G. trascorse gli ultimi anni della sua vita a Roma, a stretto contatto con i promotori della riforma. In particolare strinse rapporti con José de Calasanz (Giuseppe Calasanzio), fondatore delle Scuole pie, con il quale condivideva l'interesse per la formazione dei ragazzi.
Colpito da febbre violenta, morì a Roma la mattina del 9 ott. 1609 e fu sepolto nella chiesa di S. Maria in Portico.

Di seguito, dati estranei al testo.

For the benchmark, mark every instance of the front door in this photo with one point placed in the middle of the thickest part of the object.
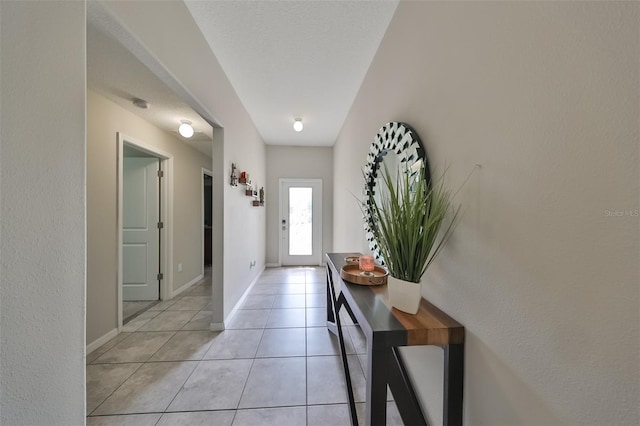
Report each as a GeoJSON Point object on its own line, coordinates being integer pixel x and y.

Nel 1662 i suoi resti furono trasferiti a S. Maria in Campitelli, divenuta nel frattempo sede generalizia dell'Ordine, dove sono tuttora conservati. Nel 1756 Benedetto XIV riconobbe l'eroicità delle sue virtù; fu beatificato da Pio IX il 10 nov. 1861 e canonizzato da Pio XI il 17 apr. 1938.
Alla sua morte l'istituto da lui fondato possedeva le due case di Roma e di Lucca; per volere del cardinale Benedetto Giustiniani, tra il 14 genn. 1614 e il 6 marzo 1617 fu unito alle Scuole pie del Calasanzio, ma gli orientamenti in parte divergenti dei due gruppi consigliarono la separazione. Il 14 ag. 1619 Paolo V modificò le costituzioni dei chierici della Madre di Dio, assimilandole a quelle di un ordine religioso. Il 3 sett. 1621 Gregorio XV elevò la Congregazione al grado di ordine religioso con voti solenni e il 4 genn. 1623 le concesse i relativi privilegi.
La corrispondenza di G. è stata edita, a cura di V. Pascucci, con il titolo Lettere di un fondatore (Epistolario di s. Giovanni Leonardi), Roma 1981.
Fonti e Bibl.: F. Leonardi, Breve relatione della vita e morte del venerabile padre G. L., fondatore de' chierici regolari della Congregatione della Madre di Dio, Roma 1651; L. Marracci, Vita del venerabile padre G. L. lucchese, Roma 1673; C.A. Erra, Vita del venerabile padre G. L., Roma 1758; A. Bianchini, Vita del beato G. L., fondatore della Congregazione dei chierici regolari della Madre di Dio, Roma 1861; A. Guerra, La vita del beato G. L., fondatore de' chierici regolari della Madre di Dio, Monza 1895; S. Bongi, Compendio cronologico della vita del beato G. L., Monza 1909; Romana seu Lucana. Beatificationis et canonizationis beati Joannis L. confessoris, fundatoris Congregationis clericorum regularium a Matre Dei, Romae 1933; S. G. L., fondatore dei chierici regolari della Madre di Dio, Roma 1938; F. Ferraironi, S. G. L. e Propaganda Fide, Roma 1938; Id., Cesare Baronio e l'Ordine della Madre di Dio, Roma 1940; L. von Pastor, Storia dei papi, XI, Roma 1958, pp. 436-438; V. Pascucci, S. G. Leonardi. Un protagonista della spiritualità del XVI secolo, Roma 1963; G. Tognetti, Bernardini, Paolino, in Diz. biogr. degli Italiani, IX, Roma 1967, pp. 193 s.; G. Mongelli, Storia di Montevergine e della Congregazione verginiana, III, Dall'inizio della commenda al 1666, Avellino 1968,
pp. 282-316; V. Pascucci, La riforma della Congregazione benedettina di Montevergine, in Riv. di letteratura e di storia eccl., IV (1972), pp. 167-184; G. Piras, La Congregazione e il collegio di Propaganda Fide di J.B. Vives, G. L. e M. de Funes, Roma 1976; V. Pascucci, G. Leonardi. Una scelta radicale per il vangelo, Lucca 1991; Id., L'allusivo iconografico in S. Maria Corteorlandini, Lucca 1996, ad ind.; E. Del Gallo, Franciotti, Cesare, in Diz. biogr. degli Italiani, L, Roma 1998, pp. 159 s.; Bibliotheca sanctorum, VI, Roma 1965, coll. 1033-1039, s.v.; Dict. de spiritualité, ascétique et mystique, doctrine et histoire, VIII, Paris 1974, coll. 607-614, s.v. Jean L.; Diz. degli istituti di perfezione, IV, Roma 1977, coll. 1276-1280, sub voce.